2\. Acknowledge you are part of the problem.

Now, on to steps 3-n!

3\. Don't be discouraged, accept that there are things you can do to help!
This is _good_ , you're about to become a more valuable member of society.

4\. Accept that you need to put in some effort. Not much, don't worry. Most of
it is shutting up.

5\. Read what women write about this problem. They're all experts because
they've been studying it literally their _entire lives_.

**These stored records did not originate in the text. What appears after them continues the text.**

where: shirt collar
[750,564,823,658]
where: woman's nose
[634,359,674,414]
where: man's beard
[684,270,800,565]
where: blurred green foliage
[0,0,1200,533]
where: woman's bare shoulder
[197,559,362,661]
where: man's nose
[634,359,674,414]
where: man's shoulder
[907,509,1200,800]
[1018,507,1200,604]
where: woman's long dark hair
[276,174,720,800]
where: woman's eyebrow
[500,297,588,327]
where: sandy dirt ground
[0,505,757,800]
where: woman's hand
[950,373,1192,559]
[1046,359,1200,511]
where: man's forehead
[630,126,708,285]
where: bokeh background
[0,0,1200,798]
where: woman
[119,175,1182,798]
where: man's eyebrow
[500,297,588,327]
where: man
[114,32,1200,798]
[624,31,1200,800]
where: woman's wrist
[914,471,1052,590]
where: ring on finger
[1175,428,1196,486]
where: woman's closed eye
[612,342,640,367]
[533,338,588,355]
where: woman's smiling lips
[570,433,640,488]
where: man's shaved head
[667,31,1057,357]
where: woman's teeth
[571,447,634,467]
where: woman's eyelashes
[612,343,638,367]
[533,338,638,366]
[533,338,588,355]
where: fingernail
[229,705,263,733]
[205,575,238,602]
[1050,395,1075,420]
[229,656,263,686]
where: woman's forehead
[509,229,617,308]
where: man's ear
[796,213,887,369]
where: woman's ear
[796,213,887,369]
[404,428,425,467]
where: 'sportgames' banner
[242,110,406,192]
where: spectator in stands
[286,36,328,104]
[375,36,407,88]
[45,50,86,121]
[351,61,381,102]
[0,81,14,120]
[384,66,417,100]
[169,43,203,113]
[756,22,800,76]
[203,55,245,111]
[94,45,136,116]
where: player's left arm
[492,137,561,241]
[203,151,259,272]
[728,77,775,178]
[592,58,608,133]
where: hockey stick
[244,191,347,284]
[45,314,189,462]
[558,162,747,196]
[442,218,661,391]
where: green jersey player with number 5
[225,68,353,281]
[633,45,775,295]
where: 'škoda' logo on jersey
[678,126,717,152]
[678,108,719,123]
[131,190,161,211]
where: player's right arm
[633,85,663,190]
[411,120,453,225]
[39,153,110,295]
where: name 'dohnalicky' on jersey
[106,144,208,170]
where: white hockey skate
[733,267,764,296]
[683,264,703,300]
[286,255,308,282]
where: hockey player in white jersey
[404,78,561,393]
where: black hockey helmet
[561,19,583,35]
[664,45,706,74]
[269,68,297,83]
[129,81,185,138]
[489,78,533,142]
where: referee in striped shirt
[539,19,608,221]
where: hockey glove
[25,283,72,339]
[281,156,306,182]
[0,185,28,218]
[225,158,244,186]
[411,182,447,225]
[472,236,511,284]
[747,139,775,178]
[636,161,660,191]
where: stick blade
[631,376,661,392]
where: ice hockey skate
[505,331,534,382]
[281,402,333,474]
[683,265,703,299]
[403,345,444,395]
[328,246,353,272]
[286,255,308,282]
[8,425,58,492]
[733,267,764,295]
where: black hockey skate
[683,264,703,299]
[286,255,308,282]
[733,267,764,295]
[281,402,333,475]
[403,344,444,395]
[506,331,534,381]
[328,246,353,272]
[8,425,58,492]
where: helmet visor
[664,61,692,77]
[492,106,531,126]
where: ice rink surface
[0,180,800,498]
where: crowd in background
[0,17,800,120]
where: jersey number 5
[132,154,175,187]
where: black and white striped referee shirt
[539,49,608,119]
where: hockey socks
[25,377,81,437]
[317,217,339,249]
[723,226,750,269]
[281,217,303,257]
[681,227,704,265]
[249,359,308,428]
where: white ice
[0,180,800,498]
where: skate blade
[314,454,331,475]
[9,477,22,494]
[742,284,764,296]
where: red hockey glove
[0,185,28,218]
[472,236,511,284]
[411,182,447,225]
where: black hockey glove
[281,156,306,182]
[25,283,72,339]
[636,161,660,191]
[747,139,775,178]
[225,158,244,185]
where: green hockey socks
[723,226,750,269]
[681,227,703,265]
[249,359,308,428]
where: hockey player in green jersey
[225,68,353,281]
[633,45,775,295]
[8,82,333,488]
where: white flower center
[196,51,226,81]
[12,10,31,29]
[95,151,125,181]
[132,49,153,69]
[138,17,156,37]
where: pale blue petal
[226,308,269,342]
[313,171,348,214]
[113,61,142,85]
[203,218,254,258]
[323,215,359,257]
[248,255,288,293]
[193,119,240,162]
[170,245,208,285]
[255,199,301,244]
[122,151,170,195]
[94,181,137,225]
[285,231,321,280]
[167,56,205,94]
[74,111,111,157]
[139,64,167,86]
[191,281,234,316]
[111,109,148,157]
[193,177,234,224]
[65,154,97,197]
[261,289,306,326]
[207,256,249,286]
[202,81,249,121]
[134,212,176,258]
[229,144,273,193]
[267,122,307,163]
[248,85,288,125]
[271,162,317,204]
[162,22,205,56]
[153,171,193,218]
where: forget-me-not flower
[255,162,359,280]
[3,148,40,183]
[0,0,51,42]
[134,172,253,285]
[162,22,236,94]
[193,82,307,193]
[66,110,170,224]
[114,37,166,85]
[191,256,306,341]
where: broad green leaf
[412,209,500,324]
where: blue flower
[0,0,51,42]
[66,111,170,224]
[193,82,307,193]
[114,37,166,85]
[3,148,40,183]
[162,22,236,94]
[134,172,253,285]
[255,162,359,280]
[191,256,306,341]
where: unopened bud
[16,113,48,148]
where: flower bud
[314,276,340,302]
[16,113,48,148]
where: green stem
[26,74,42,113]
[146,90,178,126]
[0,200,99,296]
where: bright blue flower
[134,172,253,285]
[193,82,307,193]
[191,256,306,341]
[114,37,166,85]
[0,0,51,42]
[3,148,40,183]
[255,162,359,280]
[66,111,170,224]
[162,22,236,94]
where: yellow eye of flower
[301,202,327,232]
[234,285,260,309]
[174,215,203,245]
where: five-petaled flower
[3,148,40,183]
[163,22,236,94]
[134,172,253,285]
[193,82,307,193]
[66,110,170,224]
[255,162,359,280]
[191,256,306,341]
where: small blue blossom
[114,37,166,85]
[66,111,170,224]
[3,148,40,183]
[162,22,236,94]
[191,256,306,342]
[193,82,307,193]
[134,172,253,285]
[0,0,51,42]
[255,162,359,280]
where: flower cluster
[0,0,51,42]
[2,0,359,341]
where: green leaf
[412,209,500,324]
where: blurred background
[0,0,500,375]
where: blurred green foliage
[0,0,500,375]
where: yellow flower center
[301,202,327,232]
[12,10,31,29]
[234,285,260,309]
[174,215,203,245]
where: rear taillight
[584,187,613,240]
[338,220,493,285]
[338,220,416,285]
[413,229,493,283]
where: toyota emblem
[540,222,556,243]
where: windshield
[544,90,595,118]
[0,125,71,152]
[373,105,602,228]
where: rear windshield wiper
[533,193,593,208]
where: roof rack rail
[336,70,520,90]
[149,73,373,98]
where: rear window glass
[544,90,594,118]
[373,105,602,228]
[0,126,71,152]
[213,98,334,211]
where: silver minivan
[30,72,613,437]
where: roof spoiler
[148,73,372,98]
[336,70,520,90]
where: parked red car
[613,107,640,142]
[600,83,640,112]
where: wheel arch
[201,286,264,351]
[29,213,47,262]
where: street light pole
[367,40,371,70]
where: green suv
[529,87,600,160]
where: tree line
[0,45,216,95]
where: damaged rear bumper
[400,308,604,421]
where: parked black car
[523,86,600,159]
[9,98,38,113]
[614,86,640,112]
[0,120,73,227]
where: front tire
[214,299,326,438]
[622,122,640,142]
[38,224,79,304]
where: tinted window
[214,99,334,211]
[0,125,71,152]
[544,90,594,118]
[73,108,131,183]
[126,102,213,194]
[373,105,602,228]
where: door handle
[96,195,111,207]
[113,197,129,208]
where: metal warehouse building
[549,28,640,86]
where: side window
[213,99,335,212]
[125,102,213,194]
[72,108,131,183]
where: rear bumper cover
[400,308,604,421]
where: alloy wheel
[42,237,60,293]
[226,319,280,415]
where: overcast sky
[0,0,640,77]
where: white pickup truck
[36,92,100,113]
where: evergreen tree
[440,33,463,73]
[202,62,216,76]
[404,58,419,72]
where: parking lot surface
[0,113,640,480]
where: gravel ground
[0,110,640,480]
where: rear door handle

6\. Learn (from step 5 and some self-reflection) how to recognize _in real
time_ when you're being a jerk. Then stop.

Now it gets a little harder. But remember, not nearly as hard as _being_ a
woman in tech, so buck up, kid!

7\. Learn (from step 5) how to recognize in real time when _other people_ are
being jerks, and good techniques for how to advocate on behalf of women. This
takes practice and courage, keep at it.

8\. You'll be tempted to brag about how helpful you are to women (hi @wadhwa).
Resist this temptation. Whenever you feel yourself about to tell someone how
great and helpful you are, instead, show them something an actual woman has
said about their problems, and try to point them in the right direction.

Note that you can replace "woman/women" in the above with any
minority/disenfranchised/disadvantaged group you want to help, and the same
formula pretty much works verbatim.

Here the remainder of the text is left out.